[Editors’ Note: The post below from the Loan Syndications and Trading Association (LSTA), summarizes their Report responding to the ABI Commission Report and Recommendation on the Reform of Chapter 11, released in December of 2014; for our previous post on the ABI report see here.]
The LSTA Report argues that:
- The Commission Report is based on the “perception” that the system has failed. But that perception is not supported by reliable empirical evidence. The data that do exist generally support the conclusion that the system is functioning well.
- The principal objective of current bankruptcy law is the maximization of value for all stakeholders.
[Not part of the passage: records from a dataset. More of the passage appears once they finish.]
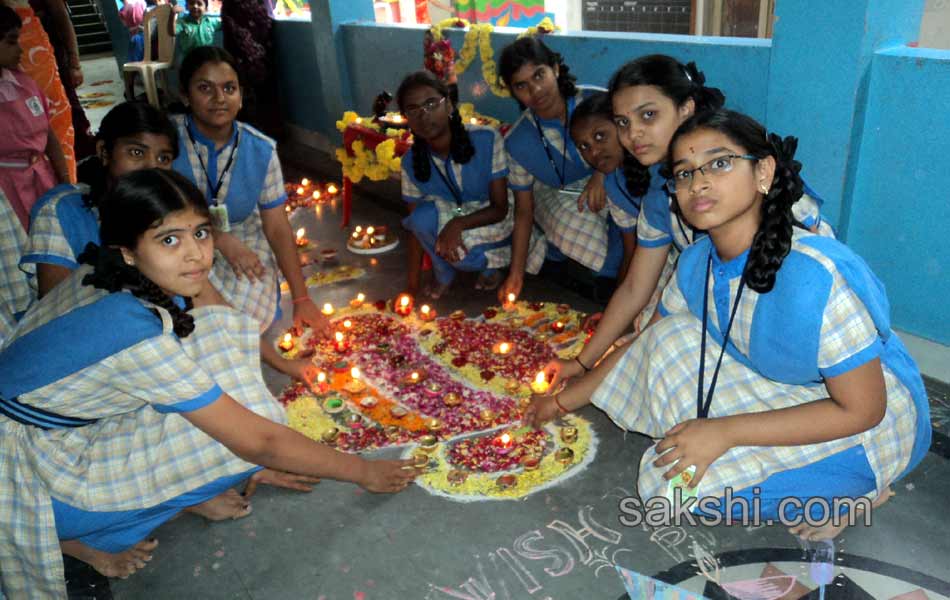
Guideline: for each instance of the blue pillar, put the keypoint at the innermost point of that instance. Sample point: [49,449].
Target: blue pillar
[818,84]
[334,84]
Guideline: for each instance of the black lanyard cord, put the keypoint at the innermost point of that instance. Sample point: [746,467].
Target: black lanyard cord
[702,408]
[562,173]
[215,189]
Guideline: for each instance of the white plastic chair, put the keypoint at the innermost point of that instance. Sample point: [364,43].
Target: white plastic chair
[155,20]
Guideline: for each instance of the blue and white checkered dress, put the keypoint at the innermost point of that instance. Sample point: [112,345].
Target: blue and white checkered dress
[15,292]
[827,314]
[83,353]
[253,183]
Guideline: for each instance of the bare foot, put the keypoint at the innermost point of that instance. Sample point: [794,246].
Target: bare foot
[120,564]
[436,290]
[829,530]
[229,505]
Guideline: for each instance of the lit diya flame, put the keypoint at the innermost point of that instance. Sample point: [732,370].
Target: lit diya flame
[340,343]
[287,343]
[540,383]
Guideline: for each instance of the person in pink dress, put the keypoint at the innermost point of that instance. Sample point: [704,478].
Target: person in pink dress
[31,158]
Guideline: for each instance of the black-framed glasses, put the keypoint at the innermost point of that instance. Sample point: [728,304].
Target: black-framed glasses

With few exceptions, it respects principles of non-bankruptcy law regarding the distribution of that value, as reflected in bankruptcy’s “absolute-priority” rule. The Commission Report breaks from those principles, arguing that market changes have led to distributions of value in bankruptcy that are “subjectively unfair,” and seeks to achieve results that it believes are fairer. But a clear, objective process that respects non-bankruptcy entitlements wherever possible is fair.
- Many of the changes proposed by the Commission would reduce recoveries by secured lenders in the event of default. That would necessarily result in the increased cost, and reduced supply, of secured credit.
The LSTA Report reviews a number of specific proposals in the ABI Commission Report, including (i) calculating adequate protection based on a hypothetical foreclosure value; (ii) limitations on 363 sales and DIP loan provisions; (iii) “redemption option value”—which would require senior creditors in large bankruptcy cases to pay junior creditors even when the senior creditors have not been paid in full; and (iv) proposals for small and medium size enterprises. The LSTA concludes that these and other proposals would add cost and complexity to, and lengthen Chapter 11 cases.
For the full report, see here.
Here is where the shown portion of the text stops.